- Coat of arms
- Location of Gmina Radziechowy-Wieprz
- Coordinates (Wieprz): 49°38′17″N 19°10′28″E﻿ / ﻿49.63806°N 19.17444°E
- Country: Poland
- Voivodeship: Silesian
- County: Żywiec
- Seat: Wieprz

Area
- • Total: 65.94 km^{2} (25.46 sq mi)

Population (2019-06-30)
- • Total: 13,105
- • Density: 200/km^{2} (510/sq mi)
- Website: http://www.radziechowy-wieprz.pl/

= Gmina Radziechowy-Wieprz =

Gmina Radziechowy-Wieprz is a rural gmina (administrative district) in Żywiec County, Silesian Voivodeship, in southern Poland. Its seat is the village of Wieprz, which lies approximately 7 km south of Żywiec and 70 km south of the regional capital Katowice.

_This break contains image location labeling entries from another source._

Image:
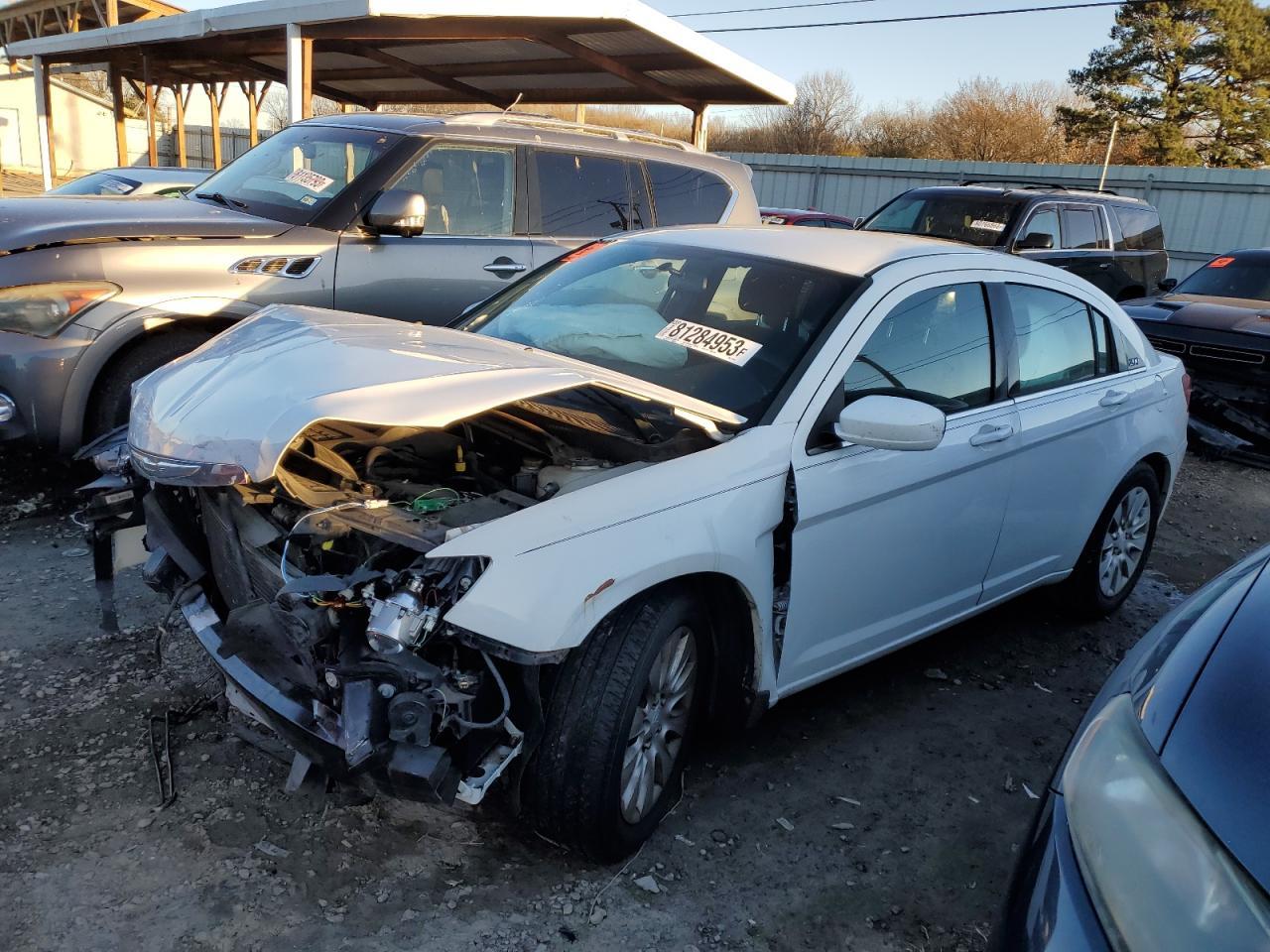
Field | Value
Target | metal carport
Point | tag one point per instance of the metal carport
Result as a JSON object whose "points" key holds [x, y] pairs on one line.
{"points": [[371, 53]]}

The gmina covers an area of 65.94 km2, and as of 2019 its total population is 13,105.

==Villages==
Gmina Radziechowy-Wieprz contains the villages and settlements of Brzuśnik, Bystra, Juszczyna, Przybędza, Radziechowy and Wieprz.

==Neighbouring gminas==
Gmina Radziechowy-Wieprz is bordered by the town of Żywiec and by the gminas of Jeleśnia, Lipowa, Milówka, Świnna and Węgierska Górka.